The girls came to make a fuss of him. I was the hero of the hour. Bel was convinced Sydney was a girl. ‘Maybe she’s gone all broody,’ she cooed in a way that made me lose sleep for a week. ‘She’s probably missing her mate.’

By now the crew had noticed how well we got on with the girls, and it became something else for them to taunt us with. ‘It’s the budding Casanovas,’ said William Bedlington whenever he saw us on the fo’c’sle. ‘Give the girls a kiss from me,’ he’d leer. It wasn’t outright bullying, but like the little digs when we were holystoning the deck, or the shoves on the companionways, it was their way of telling us they didn’t like us.

CHAPTER 3
A Whiff of Sulphur

First we saw thin columns of smoke reaching up to the distant horizon, then mountain peaks, fuzzy through the heat haze, clearer as we grew nearer. Despite the danger we’d been told about, catching sight of the islands of the East Indies after the monotony of several weeks away from land was still exciting. We were making progress. ‘I don’t care how perilous they are, I’m volunteering for the first trip ashore,’ I said to Richard. ‘It’ll be good to get away from this scurvy lot.’

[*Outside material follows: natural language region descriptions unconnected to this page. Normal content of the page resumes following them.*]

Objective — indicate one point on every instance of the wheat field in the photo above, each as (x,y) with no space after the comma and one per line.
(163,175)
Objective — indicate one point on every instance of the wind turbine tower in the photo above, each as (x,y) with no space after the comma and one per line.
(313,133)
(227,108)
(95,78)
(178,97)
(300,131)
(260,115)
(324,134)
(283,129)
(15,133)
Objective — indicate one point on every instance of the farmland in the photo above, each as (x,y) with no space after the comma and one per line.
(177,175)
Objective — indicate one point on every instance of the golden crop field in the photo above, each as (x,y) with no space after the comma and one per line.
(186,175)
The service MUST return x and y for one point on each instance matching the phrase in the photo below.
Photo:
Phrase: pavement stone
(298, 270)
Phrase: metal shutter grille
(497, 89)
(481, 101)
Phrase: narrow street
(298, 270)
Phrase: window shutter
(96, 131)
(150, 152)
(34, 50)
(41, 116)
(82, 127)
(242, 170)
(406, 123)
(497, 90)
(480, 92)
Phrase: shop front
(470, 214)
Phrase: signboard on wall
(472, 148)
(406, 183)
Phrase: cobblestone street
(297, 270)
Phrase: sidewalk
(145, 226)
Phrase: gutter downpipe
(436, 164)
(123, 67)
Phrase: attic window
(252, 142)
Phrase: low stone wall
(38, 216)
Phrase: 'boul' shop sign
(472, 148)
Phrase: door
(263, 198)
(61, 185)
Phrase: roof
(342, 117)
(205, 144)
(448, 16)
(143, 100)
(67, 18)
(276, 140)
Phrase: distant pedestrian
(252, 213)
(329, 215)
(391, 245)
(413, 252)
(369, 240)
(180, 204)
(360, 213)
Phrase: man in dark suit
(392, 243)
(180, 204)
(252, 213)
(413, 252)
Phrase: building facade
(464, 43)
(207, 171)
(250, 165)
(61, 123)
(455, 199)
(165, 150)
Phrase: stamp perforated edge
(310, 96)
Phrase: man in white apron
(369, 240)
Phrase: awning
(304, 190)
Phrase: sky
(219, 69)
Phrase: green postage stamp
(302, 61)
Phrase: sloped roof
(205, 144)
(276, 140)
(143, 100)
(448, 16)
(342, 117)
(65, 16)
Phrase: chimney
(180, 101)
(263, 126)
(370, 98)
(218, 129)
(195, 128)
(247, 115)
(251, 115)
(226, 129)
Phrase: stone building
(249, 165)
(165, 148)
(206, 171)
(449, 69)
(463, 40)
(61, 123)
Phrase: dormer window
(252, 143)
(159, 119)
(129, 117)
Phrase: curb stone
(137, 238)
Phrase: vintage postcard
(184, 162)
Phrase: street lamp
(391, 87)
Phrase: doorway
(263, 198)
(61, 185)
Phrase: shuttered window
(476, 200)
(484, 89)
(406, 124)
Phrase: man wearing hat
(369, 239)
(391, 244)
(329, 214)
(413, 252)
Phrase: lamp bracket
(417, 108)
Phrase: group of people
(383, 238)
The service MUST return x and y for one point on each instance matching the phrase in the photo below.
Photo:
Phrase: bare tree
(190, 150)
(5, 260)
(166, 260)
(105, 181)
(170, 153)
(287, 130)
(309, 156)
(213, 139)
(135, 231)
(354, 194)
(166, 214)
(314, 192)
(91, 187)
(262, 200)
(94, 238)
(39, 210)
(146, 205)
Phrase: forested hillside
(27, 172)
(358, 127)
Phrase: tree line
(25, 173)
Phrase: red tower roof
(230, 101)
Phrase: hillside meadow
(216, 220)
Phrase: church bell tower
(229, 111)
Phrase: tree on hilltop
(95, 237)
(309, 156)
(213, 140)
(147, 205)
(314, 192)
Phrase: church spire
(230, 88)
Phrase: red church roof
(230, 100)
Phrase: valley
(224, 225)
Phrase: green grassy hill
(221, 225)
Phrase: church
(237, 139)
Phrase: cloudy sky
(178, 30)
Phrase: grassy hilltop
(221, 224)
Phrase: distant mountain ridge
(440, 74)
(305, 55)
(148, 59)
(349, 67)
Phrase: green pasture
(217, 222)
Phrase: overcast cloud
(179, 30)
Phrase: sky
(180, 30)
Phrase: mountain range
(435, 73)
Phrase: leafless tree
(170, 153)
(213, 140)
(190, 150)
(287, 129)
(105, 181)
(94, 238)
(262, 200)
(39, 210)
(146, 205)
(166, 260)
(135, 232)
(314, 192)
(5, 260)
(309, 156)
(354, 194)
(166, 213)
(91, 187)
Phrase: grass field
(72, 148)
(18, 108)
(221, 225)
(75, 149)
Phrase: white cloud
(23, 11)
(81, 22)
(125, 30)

The closer we got to land, the more it rained. We were
arriving in the middle of the wet season, where a sudden downpour would soak the dry timbers of the ship and bring a welcome cool to the heat of the day. But some days, as we sailed along that island chain, it would rain incessantly, and then everything and everyone would become drenched and soggy. Feeling cold was a novelty. After my time on the
Elephant
sailing through the North Sea at the tail end of winter, I never wanted to be that cold again.

Sighting land also meant we were another stage nearer to Coupang and the moment Richard would leave the ship was closer to hand. It wasn’t just the fact that I’d miss him that troubled me. Maybe the crew would be nastier to me when he was no longer around. Maybe I’d see less of Bel too, as Lizzie would no longer be drawn over to talk to Richard.

We had shared a lot of our free time talking with the girls recently. Lizzie Borrow would never mingle with our kind in her normal life, but she was intrigued by Richard. She often asked him about life in the New World. He was not remotely bashful about her station in life compared to his. Although he was an ordinary seaman on this ship, I suppose his family had money, like hers, and he had prospects.

I sometimes wondered if this friendship would make Lieutenant Hossack jealous and he would take it out on Richard. But he was so sure of his own social superiority
it didn’t even occur to him that he might have a rival for Lizzie’s affections.